Otro detalle relevante está en la categoría “otros modelos”. Tesla ha entregado más vehículos de los que ha producido en este grupo, algo que encaja con el vaciado de inventario pendiente de los Model S y Model X. La propia web de relaciones con inversores de Tesla sitúa el 22 de abril de 2026 como la fecha de presentación de resultados del primer trimestre, y varios medios financieros apuntan a que la producción de los S y X ya ha terminado, por lo que esta categoría quedará cada vez más ligada al Cybertruck.

Eso deja una conclusión bastante clara: el pick-up eléctrico sigue lejos de convertirse en un producto de volumen. Con entregas trimestrales de esta división en el entorno de las 13.000 a 16.000 unidades, Cybertruck continúa jugando en un nicho y no en la liga de los auténticos superventas.

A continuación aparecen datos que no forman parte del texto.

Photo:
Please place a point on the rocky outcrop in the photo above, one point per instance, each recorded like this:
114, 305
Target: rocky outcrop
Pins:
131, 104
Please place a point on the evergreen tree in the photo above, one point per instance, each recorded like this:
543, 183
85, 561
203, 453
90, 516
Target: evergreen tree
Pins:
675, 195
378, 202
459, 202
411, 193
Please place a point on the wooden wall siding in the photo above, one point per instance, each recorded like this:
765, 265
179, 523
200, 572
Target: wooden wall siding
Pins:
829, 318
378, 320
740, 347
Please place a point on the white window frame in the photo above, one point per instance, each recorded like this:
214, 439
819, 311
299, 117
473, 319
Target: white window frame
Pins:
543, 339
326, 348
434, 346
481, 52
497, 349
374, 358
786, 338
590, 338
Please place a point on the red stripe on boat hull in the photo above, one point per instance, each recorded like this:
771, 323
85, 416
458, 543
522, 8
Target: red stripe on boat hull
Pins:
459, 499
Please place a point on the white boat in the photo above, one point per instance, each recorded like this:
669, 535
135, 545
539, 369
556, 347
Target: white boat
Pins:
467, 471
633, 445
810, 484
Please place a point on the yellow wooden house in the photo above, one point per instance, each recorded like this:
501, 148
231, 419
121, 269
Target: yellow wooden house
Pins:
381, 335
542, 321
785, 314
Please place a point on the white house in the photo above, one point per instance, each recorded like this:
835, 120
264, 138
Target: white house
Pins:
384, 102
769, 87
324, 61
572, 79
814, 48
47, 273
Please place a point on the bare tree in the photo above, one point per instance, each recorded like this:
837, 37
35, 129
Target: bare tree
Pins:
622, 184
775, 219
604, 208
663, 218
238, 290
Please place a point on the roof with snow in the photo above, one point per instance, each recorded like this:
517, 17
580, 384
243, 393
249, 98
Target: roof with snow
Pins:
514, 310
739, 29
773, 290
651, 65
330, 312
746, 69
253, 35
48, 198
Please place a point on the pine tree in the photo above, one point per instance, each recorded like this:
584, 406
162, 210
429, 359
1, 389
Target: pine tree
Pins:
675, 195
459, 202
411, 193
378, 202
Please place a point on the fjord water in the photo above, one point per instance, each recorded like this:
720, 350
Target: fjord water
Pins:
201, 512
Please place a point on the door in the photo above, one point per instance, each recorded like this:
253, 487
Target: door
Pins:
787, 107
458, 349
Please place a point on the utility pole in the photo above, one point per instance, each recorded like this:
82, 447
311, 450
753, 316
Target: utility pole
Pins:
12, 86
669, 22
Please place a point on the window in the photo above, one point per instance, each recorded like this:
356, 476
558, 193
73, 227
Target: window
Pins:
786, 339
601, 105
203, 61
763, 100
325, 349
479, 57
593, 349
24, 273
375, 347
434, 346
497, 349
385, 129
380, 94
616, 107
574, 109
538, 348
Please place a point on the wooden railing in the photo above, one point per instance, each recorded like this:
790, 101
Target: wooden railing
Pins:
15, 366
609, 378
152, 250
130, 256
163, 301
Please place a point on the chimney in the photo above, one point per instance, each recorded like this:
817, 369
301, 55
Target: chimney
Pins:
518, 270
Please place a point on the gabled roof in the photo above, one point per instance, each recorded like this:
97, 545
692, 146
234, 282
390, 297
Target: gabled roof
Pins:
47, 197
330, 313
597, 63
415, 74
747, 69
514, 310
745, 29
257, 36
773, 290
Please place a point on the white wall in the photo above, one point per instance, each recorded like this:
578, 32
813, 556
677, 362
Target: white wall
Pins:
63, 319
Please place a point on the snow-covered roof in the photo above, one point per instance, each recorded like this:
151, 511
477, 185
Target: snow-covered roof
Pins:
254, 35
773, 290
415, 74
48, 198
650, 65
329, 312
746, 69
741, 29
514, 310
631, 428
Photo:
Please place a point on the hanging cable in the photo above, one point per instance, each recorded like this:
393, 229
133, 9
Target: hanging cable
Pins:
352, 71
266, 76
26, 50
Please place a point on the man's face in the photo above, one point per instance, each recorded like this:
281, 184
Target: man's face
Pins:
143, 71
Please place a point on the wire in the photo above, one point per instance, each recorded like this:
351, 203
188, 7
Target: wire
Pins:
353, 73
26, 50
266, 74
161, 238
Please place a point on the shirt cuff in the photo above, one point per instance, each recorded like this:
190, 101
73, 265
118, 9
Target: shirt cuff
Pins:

La gama alta ya no sostiene el discurso aspiracional de Tesla

La retirada de facto de Model S y Model X también tiene una lectura simbólica. Tesla reduce aún más su apuesta por los turismos premium tradicionales y concentra su negocio en los modelos de mayor rotación. Eso mejora la eficiencia industrial, sí, pero también limita la variedad de su catálogo en un momento en el que muchos rivales chinos y europeos están ampliando oferta.

La energía, que era el salvavidas, también flojea

No solo el coche eléctrico ha decepcionado. Tesla ha desplegado 8,8 GWh en almacenamiento energético durante el trimestre, muy por debajo de los 14,2 GWh del cuarto trimestre de 2025 y también por debajo de las previsiones del consenso, que rondaban los 14,4 GWh.

Este punto importa porque el negocio energético había sido uno de los pocos argumentos claramente alcistas de Tesla en los últimos trimestres. Mientras las entregas de vehículos perdían fuelle, Megapack y el almacenamiento a gran escala estaban aportando récords y una narrativa de crecimiento más estable. El frenazo de Q1 no invalida por completo esa tesis, pero sí le resta fuerza justo cuando más la necesitaba la compañía.

El 22 de abril será una fecha clave

Tesla presentará sus resultados financieros del primer trimestre tras el cierre del mercado el miércoles 22 de abril de 2026. Ahí será donde se vea con más detalle si este desajuste entre producción y entregas empieza a presionar márgenes, descuentos, inventario o generación de caja.

Qué lectura deja este arranque de año

El dato de entregas no es un desastre absoluto, pero tampoco permite hablar de recuperación convincente. Tesla mejora frente a un trimestre muy débil de 2025, aunque sigue quedándose corta frente a lo que esperaba Wall Street y arranca 2026 con un volumen claramente inferior al del trimestre anterior.

La sensación es que la compañía necesita algo más que una actualización del Model Y para volver a acelerar. Porque cuando una marca produce más de 50.000 coches de los que logra entregar en solo un trimestre, el debate deja de estar en la narrativa y pasa a estar en la demanda real.

Tesla está en el final de un ciclo

Mi impresión es que Tesla sigue pagando el precio de depender demasiado de una gama corta y de un relato que lleva tiempo intentando desplazar el foco desde los coches hacia la inteligencia artificial, la robótica o el robotaxi. Todo eso puede tener potencial futuro, pero a día de hoy el negocio sigue juzgándose en la carretera, no en las promesas.

También creo que el dato más peligroso no es fallar por unos miles de unidades frente al consenso. Eso puede pasar. Lo realmente inquietante es ver cómo el inventario se infla mientras el mercado del coche eléctrico se vuelve más competitivo, más agresivo en precio y mucho menos complaciente con Tesla que hace tres o cuatro años.